For most of the past decade, quantum computers were hand-built in university labs, one physicist's bench at a time. That is starting to change. Imec, the Belgian semiconductor research consortium, has fabricated working quantum bits, known as qubits, using the same room-sized lithography machines that print transistors onto the silicon wafers inside phones and laptops, achieving gate spacings of roughly six nanometers, a few dozen silicon atoms apart. The demonstration, shown at Imec's ITF World conference this month, is being called by Imec the world's first quantum dot spin qubit built with High NA EUV lithography, a next-generation patterning tool, and it represents the most concrete step yet toward moving quantum computing out of the physics lab and into the kind of manufacturing environment that already builds billions of conventional chips (EE Times).
"Quantum computing is a fascinating field, but it has long been confined to the lab," said Kristiaan De Greve, Imec's program director for quantum computing and a professor at KU Leuven, in comments reported by EE Times. "Our goal is to enable the transition from lab to fab, leveraging the same advanced manufacturing techniques that have made the semiconductor industry so successful."
The key technical detail is what Imec actually built: a silicon spin qubit, a quantum bit that stores information in the spin of a single electron trapped inside a tiny patch of silicon, patterned using a High NA EUV lithography system, the most advanced class of extreme-ultraviolet patterning tool in commercial use, with gaps of about six nanometers between the control gates that manipulate each qubit. Imec's stated rationale is that tighter gate spacing improves how strongly neighboring qubits couple to each other and how precisely they can be controlled, and that printing them on a real fabrication line, rather than assembling them by hand, gives the technology a credible path to scale (EE Times).
For decades, quantum computing has lived in a peculiar corner of the technology world. The machines have been assembled in custom-built cryogenic labs, with each qubit individually tuned by physicists, and scaling them up has been a craft problem as much as an engineering one. The semiconductor industry, by contrast, runs on a model of relentless, automated, and tightly controlled manufacturing: TSMC, Intel, and Samsung print billions of transistors per chip with yields that would have seemed miraculous a generation ago.
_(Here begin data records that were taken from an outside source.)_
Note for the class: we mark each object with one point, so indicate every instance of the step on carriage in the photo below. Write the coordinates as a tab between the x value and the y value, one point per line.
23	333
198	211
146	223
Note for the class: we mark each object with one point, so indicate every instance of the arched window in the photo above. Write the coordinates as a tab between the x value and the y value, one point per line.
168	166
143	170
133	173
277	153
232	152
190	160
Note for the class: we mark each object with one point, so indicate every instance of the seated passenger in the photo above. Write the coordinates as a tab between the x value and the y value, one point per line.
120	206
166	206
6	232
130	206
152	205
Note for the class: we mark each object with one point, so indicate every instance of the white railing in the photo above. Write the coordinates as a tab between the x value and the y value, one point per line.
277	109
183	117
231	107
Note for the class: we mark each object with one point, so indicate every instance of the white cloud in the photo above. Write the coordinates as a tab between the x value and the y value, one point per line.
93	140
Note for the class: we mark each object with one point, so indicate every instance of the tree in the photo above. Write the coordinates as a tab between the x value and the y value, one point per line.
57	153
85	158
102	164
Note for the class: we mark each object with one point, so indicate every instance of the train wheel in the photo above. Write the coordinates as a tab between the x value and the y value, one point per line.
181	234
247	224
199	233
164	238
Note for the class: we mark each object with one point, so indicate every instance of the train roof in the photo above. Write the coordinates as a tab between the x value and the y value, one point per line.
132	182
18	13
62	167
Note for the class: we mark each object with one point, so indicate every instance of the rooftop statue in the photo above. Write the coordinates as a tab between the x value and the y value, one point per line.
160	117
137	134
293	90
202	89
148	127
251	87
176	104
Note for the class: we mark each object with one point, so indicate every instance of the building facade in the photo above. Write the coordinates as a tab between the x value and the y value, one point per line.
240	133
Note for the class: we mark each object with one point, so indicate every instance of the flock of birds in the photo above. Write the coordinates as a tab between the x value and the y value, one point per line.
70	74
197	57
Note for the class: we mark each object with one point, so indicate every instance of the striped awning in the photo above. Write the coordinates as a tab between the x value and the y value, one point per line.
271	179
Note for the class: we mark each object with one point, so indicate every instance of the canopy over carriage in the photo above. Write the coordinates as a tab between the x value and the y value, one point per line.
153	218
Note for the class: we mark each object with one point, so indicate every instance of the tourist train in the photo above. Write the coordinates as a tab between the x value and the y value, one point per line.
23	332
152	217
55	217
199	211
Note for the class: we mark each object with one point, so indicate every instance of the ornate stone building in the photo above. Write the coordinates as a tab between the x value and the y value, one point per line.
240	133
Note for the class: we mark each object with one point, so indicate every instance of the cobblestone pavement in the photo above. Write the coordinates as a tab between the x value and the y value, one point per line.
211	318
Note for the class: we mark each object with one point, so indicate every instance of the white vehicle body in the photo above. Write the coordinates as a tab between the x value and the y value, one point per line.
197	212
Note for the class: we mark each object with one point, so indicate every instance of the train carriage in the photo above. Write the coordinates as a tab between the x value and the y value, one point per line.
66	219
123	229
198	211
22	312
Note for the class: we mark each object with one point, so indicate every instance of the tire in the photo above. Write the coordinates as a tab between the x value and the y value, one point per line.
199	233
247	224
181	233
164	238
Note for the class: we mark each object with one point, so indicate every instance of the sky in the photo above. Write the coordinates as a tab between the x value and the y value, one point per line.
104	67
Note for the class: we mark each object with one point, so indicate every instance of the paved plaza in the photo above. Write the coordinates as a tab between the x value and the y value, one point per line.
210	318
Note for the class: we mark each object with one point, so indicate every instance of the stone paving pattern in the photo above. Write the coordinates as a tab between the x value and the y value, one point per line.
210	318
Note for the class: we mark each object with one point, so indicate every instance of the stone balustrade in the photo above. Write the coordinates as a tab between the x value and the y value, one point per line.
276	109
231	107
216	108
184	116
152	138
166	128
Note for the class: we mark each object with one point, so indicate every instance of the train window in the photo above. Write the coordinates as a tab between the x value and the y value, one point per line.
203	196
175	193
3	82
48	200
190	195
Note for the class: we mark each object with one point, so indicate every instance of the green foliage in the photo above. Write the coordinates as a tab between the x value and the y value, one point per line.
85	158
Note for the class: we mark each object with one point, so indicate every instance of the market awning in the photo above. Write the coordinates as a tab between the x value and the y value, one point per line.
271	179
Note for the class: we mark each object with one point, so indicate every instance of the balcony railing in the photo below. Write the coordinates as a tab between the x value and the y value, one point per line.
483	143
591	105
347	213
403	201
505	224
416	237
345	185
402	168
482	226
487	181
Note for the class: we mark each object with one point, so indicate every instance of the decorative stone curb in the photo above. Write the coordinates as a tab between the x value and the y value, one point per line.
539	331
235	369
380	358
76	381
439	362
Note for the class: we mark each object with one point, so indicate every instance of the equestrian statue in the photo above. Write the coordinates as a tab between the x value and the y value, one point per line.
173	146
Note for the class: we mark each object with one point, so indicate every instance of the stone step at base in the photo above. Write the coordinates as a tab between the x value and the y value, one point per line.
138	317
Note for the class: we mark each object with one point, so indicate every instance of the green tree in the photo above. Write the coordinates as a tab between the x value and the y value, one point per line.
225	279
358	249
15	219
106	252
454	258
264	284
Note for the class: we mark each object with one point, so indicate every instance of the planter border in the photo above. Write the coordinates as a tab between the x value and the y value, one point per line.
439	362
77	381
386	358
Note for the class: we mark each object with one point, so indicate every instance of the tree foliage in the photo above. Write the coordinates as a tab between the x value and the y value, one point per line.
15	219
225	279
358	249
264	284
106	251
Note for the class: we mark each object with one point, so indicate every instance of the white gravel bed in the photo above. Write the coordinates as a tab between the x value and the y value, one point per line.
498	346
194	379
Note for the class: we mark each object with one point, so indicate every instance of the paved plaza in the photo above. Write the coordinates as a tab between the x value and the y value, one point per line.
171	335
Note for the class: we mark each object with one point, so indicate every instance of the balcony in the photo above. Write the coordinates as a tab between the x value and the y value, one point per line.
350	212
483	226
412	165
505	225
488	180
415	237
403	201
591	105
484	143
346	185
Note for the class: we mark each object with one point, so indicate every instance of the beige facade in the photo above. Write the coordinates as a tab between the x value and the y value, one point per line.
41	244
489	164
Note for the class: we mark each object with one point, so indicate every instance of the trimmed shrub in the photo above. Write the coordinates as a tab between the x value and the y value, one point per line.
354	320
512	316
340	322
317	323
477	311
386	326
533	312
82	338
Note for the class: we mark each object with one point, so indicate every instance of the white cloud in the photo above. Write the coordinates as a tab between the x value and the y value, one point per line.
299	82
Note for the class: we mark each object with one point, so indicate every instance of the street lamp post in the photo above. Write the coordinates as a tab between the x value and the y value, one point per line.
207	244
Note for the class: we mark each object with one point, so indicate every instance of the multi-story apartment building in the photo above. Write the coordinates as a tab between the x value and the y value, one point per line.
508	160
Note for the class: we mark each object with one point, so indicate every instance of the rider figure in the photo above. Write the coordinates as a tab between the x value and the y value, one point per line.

The bet implicit in Imec's work is that quantum hardware will have to follow the same path if it is ever to become a practical technology, and that the lithography tools used for the most advanced conventional chips can be repurposed to build the building blocks of quantum machines.
The demonstration is, however, one step on a long road, and Imec itself frames it that way. Tighter gate spacing helps with coupling and control, but a useful quantum computer still has to solve problems that no one has yet solved at scale: keeping qubits coherent long enough to perform useful calculations, manufacturing them with the uniformity that semiconductor fabs demand, integrating the dense classical control electronics that drive each qubit, and bridging the gap between raw physical qubits and the error-corrected logical qubits that a real algorithm would run on. The "world's first" label in the announcement is Imec's own characterization, not an independent benchmark, and the underlying numbers come from a roadmap talk at a research forum rather than a peer-reviewed paper.
What to watch next: whether Imec and its partners publish the technical details behind the six-nanometer gate pitch in a peer-reviewed venue, whether the qubit performance metrics, including coherence times, gate fidelities, and yield across a wafer, match the manufacturing story the lithography tool enables, and whether the broader industry, including the foundries and equipment vendors who already own High NA EUV systems, treats the demonstration as a genuine manufacturing inflection point or as a clever one-off.